Very nice compact setups fellas. You’re all handy at fabrication too. The OP mentioned backing up a wagon. I have hitch pin hole in the scraper blade of my loader tractor bucket so I turn the tractor around and push the wagon when I have to get in a tight spot. It’s cheating but works slick and keeps my blood pressure down


----------



## CaseyForrest (Jan 2, 2019)

So Ive been itching for a wagon for awhile... Not a huge selection in the used market and even less below 6 ton...

I called Heartland Fabrication (Kory) today and they are still at $1100 for just the running gear... No bed, no wood.

Stumbled across the Ez Trail 246 wagon... 2 ton, 46" wide at the wheels.... And the 260, 2 ton 60" wide at the wheels...

https://www.e-ztrail.com/products/compact_wagons.php

The 260 comes as a wagon much like Cranes setup, but 6x10 rather than 4x8. Cheapest Ive found it online is $1400 and about a 5 hour drive.

Ive found the 246 online for $695 and about a 3 hour drive.

I put in an offer on the 246.... I can fabricate a bed and be into it less than the Kory or the EZ trail JR flat rack...


----------



## Sandhill Crane (Jan 2, 2019)

Casey: 
That looks like a great buy. 
I use mine as a mobile tool bench since eliminating the cut rounds staging benches. Kind of high dollar for thats how it worked out, and it frees up the other trailer for other things. 
I pulled the ball coupler off the four wheel SuperSplit and pin it to the back of the Kory wagon. Need to make an adapter to mount a ball on the rear of the wagon, and retain the coupler on the splitter for when needed.


----------



## CaseyForrest (Jan 3, 2019)

Its going to be so much handier than using the trailer for yard duties.... Ive got a couple ideas in mind I want to flesh out and this will give me the platform.


----------



## milkman (Jan 3, 2019)

Nice wagons, I'm still using mine mostly for wood. Sometimes I cut the logs to 8' and cut them off the back as I crank them back. Works well for rounds or splits, that load handler makes it a lot easier, just back up to the splitter and work off the end of the wagon as I crank them back. Here's a shot with a load of dirt.


----------



## rancher2 (Jan 3, 2019)

Another good source for smaller wagon running gears are old airport baggage carts. A friend of mine pickup a couple years ago for scrap price and I turned them into nice wagons for use on his acreage.


----------



## CaseyForrest (Jan 4, 2019)

Well... I found a wagon just about an hour from me that has a 12x7 hay bed on it. Looks to be a compact gear and the seller said its only been used once since he bought it 7 years ago.
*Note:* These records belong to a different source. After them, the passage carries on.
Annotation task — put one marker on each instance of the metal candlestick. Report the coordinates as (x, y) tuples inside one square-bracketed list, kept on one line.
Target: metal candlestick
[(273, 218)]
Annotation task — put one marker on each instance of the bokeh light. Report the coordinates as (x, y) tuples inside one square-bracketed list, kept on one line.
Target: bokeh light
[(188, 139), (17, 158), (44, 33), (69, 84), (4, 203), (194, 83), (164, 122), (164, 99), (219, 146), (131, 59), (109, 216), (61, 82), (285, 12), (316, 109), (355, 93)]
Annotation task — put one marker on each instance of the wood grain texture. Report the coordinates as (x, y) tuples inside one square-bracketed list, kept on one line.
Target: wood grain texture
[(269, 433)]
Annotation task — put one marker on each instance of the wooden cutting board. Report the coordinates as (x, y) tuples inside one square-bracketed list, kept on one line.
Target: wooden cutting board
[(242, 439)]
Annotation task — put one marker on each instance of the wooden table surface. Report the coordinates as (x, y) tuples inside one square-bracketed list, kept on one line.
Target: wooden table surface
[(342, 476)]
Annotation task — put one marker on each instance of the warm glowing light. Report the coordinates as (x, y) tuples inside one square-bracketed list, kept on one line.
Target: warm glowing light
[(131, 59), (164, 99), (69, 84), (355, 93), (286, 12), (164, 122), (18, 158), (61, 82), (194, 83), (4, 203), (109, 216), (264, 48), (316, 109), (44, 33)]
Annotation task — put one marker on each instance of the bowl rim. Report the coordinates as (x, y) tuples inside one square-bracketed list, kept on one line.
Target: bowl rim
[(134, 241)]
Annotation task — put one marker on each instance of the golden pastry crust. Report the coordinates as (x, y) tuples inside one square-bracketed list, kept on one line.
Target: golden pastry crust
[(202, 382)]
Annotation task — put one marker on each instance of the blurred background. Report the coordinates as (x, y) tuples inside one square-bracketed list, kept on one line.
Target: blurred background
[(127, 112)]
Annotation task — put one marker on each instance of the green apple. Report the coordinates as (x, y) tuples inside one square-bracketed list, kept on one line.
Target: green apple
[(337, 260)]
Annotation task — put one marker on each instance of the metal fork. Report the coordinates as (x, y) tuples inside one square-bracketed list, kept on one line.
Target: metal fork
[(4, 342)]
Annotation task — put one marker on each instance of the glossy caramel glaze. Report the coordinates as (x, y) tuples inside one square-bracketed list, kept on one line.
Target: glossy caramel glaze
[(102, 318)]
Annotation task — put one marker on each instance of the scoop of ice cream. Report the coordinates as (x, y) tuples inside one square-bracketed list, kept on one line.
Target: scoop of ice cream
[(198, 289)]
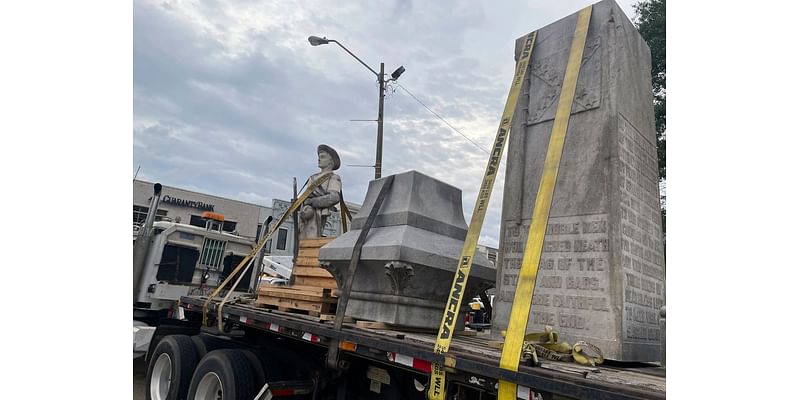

Looks good in the pictures and Im headed up tomorrow morning to take a look.


----------



## CaseyForrest (Jan 5, 2019)

Here she is. It's the 260 model, 60" wide. 

Paid less than buying a new 246 gear and the deck on this is oak in perfect condition.











sent from a field


----------



## CaseyForrest (Jan 5, 2019)

All stripped down and wood denailed. I think the only pieces I'm going to replace are the 2x10s. They aren't straight at all and then I can cut those down and use on the ends.











sent from a field


----------



## CaseyForrest (Jan 6, 2019)

Ended up putting some money into the bed. There just wasnt enough meat in some of the existing oak to make up a deck to carry weight. Not without cutting and ripping and squaring.

I also cut the length down to 10'. 12' was just too much and likely would have encouraged overloading.

Overall size ended up at 6x10. I used 2 4x6 for the main runners and 5 4x4x6' for the crossmembers and then 13 2x6 for the deck. I did reuse some of the oak decking for the sides.

Need to pick up a few bolt on stake pockets and some shorter lags to finish it off...













sent from a field


----------



## sirbuildalot (Jan 6, 2019)

Looks great! Nice job! I’ve always wanted a small running gear wagon, but used gears around here typically sell for $800-$1200. More than I want to pay. Maybe someday.


----------



## CaseyForrest (Jan 6, 2019)

I paid 650 for the wagon with the hay bed. 

There are larger wagons around for less, but usually need tires or have been sitting in a field for who knows how long. And they are just to big for what I have here. 

This was my second best craigslist score ever. The tires still have the nubs on them. Even with the $150 in lumber I'm better than half of what it would cost new. 

sent from a field


----------



## CaseyForrest (Jan 13, 2019)

Got her all wrapped up today. Took one of the 2x7 oak boards and cut and ripped it down into 16 - 3x1.5" stakes for the sides. Stake pockets, corner hardware and replaced the pin hitch with a 2" coupler.












sent from a field


----------



## rancher2 (Jan 13, 2019)

Nice trailer that will be a handy sized trailer. I like that three point trailer hitch. I run them on a couple tractors and have one for my skid loader sure makes moving trailers or splitters real handy.


----------



## CaseyForrest (Apr 27, 2019)

Putting it to good use. Weather is finally decent and the ground has dried up a bit. Supposed to snow tonight, though. 4".

Unintended consequence of the deck height... With the back sideboards off, it slips just under the table of the SS. Ill snap a pic after lunch.


----------



## CaseyForrest (Apr 27, 2019)

Progress.











sent from a field


----------